Part of the investigation also looked into whether Andy Wiederhorn filed a false tax return. According to court documents, his 2018 tax return showed income of $403,311. In 2017, $395,508.

Yet, according to The Times, car loan and home purchase applications in 2018 showed he was making $200,000 a month, or about $2.4 million a year.

Wiederhorn has entered into multiple “installment agreements” to repay taxes, the publication added. Filings indicate he was complying with the process, but as of November 2021, he owed nearly $3 million in personal income taxes, penalties and interest.

In the affidavit, the FBI agent also alleges that Andy Wiederhorn “converted” money from FAT Brands and its affiliates via credit cards showing purchases made at Dolce & Gabbana, Giorgio Armani and Restoration Hardware, the Times reported.

From October 2017 (FAT Brands IPO) to May 2019, approximately $5 million from the company or its subsidiaries was used to cover various Wiederhorn credit card balances, according to the court filing.

FAT Brands was one of the most active restaurant groups of 2021. The company made headlines over the summer when it announced the purchase of Global Franchise Group for $442.5 million.

At the time, it was the second-largest restaurant deal of 2021, second only to the $801 million bankrupt sale of NPC International to franchisees of Wendy’s and Flynn Restaurant Group (the largest in 2021 was l purchase of Firehouse Subs by RBI for $1 billion). Soon, the FAT Brands portfolio grew to 14 brands with the addition of Round Table Pizza, Marble Slab Creamery, Great American Cookies, Pretzelmaker and Hot Dog on a Stick.

Two months later, FAT Brands announced an agreement to purchase a sports bar Twin Peaks for $300 million, and two months later struck a deal to buy Fazoli’s for $130 million. The company ended the timeline with a $20 million acquisition of Native wings and grills of 23 units.

In total, FAT Brands spent nearly $900 million in five months.

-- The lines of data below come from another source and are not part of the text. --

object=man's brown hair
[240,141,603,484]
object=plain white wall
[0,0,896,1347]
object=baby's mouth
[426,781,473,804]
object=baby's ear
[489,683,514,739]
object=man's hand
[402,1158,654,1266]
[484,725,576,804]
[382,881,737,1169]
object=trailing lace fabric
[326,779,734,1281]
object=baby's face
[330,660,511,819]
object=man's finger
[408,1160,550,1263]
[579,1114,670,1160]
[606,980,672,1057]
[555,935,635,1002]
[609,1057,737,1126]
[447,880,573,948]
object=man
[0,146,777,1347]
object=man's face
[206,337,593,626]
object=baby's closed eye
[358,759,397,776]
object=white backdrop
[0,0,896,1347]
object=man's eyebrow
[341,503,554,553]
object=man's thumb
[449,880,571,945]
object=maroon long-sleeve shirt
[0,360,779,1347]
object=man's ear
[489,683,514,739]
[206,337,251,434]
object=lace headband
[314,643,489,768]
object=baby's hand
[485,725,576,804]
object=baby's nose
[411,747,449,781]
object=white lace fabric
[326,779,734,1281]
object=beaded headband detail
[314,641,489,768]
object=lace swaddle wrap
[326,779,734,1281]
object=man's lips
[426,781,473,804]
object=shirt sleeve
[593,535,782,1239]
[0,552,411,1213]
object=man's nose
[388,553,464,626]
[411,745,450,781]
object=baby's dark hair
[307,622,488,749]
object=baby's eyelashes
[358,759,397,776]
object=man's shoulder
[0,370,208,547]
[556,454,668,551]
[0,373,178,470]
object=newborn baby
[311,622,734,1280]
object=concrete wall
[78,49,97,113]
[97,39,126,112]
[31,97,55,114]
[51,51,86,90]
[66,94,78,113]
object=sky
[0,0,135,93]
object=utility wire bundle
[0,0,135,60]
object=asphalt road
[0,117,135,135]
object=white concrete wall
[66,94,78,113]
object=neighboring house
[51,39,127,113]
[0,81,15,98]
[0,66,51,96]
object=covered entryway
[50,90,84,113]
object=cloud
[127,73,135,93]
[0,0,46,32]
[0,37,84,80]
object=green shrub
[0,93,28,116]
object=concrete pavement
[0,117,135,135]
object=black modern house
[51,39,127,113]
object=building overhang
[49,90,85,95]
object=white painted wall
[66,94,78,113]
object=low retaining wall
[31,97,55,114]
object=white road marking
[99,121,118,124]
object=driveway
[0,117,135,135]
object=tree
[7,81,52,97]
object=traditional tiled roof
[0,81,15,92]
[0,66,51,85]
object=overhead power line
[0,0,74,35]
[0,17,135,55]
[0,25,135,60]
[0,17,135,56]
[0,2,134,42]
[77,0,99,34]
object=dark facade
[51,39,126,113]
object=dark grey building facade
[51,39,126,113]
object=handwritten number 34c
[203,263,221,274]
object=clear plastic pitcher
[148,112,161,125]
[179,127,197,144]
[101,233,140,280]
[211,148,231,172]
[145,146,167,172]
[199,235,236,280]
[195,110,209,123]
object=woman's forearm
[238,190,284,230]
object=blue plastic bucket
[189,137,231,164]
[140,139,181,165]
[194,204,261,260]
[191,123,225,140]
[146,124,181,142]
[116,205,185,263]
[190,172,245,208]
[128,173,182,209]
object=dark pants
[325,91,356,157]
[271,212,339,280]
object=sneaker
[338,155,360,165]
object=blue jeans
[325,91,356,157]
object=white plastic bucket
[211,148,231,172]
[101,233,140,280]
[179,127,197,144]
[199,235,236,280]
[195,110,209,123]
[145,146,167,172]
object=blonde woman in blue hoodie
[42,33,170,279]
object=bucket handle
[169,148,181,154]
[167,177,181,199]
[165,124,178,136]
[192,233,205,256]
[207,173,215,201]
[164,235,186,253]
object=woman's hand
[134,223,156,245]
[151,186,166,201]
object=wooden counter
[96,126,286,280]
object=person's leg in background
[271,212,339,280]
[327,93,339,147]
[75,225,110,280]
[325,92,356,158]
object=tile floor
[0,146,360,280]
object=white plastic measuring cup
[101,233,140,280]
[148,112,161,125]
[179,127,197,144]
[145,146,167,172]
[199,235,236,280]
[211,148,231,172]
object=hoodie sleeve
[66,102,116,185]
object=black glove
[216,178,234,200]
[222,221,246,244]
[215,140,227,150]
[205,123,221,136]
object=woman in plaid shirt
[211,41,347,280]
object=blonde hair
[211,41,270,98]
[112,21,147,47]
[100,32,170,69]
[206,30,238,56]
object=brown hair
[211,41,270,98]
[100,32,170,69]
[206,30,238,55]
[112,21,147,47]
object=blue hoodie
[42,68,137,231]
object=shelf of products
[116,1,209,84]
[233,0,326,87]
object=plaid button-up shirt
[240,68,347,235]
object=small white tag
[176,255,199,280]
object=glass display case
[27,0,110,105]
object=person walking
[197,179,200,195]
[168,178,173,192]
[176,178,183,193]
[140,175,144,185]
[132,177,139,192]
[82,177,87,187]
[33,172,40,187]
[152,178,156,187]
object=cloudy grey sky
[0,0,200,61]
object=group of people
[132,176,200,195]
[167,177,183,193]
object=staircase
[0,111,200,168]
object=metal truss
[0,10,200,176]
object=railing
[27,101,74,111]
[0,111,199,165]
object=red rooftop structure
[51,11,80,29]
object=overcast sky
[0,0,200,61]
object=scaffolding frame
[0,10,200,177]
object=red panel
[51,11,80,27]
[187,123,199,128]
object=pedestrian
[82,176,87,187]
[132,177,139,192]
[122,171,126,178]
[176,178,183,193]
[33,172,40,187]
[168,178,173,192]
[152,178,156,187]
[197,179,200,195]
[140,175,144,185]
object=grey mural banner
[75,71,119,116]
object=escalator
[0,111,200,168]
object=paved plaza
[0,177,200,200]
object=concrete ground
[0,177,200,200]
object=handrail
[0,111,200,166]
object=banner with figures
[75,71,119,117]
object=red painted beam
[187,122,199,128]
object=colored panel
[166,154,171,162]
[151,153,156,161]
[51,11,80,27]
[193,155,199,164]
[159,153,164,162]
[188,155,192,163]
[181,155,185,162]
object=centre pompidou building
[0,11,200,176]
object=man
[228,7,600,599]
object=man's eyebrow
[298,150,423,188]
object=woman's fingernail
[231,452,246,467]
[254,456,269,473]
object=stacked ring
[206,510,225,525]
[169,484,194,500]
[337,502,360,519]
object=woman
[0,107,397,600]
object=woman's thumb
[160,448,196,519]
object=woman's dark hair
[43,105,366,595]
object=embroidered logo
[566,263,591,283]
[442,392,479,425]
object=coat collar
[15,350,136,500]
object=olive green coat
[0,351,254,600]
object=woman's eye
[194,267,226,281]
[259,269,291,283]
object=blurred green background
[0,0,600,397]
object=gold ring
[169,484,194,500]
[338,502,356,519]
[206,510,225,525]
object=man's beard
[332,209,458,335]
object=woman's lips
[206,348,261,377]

By the end of the year, it had a platform with 17 concepts, 2,300 franchised and company-operated locations worldwide, and system-wide sales of approximately $2.3 billion. dollars. The company operates in 40 countries and 48 states and partners with 800 franchisees, half of which are multi-unit operators. In addition to those 2,300 stores, FAT Brands claims a pipeline of about 800 restaurants that are expected to open in the next four to five years.

Before the end of 2021, the company spent $25 million in September 2020 to buy Johnny Rockets, a move that doubled FAT Brands’ footprint.

In 2004, Andy Wiederhorn pleaded guilty in U.S. District Court in Oregon to paying an illegal gratuity to an associate and filing a false tax return. He served 15 months in federal prison in Sheridan, Oregon, and paid a $2 million fine.

Andy Wiederhorn told The Times in 2017 that he “categorically denied doing anything intentionally wrong.”

“I’m very grateful for that. I felt like I paid the fine. I made time. I did everything I was supposed to do to make it go away and put it behind me,” he told the publication.

A shareholder lawsuit was also filed in 2021 against FAT Brands and Fog Cutter Capital Group. The lawsuit alleges that Fog Cutter used funds borrowed from FAT Brands to produce $27 million in multi-year cash advances. He claimed Fog Cutter owed FAT Brands $38.7 million and said the capital group forgave loans to Andy Wiederhorn before FAT Brands merged with the company. In January, a Delaware judge ruled the trial could continue.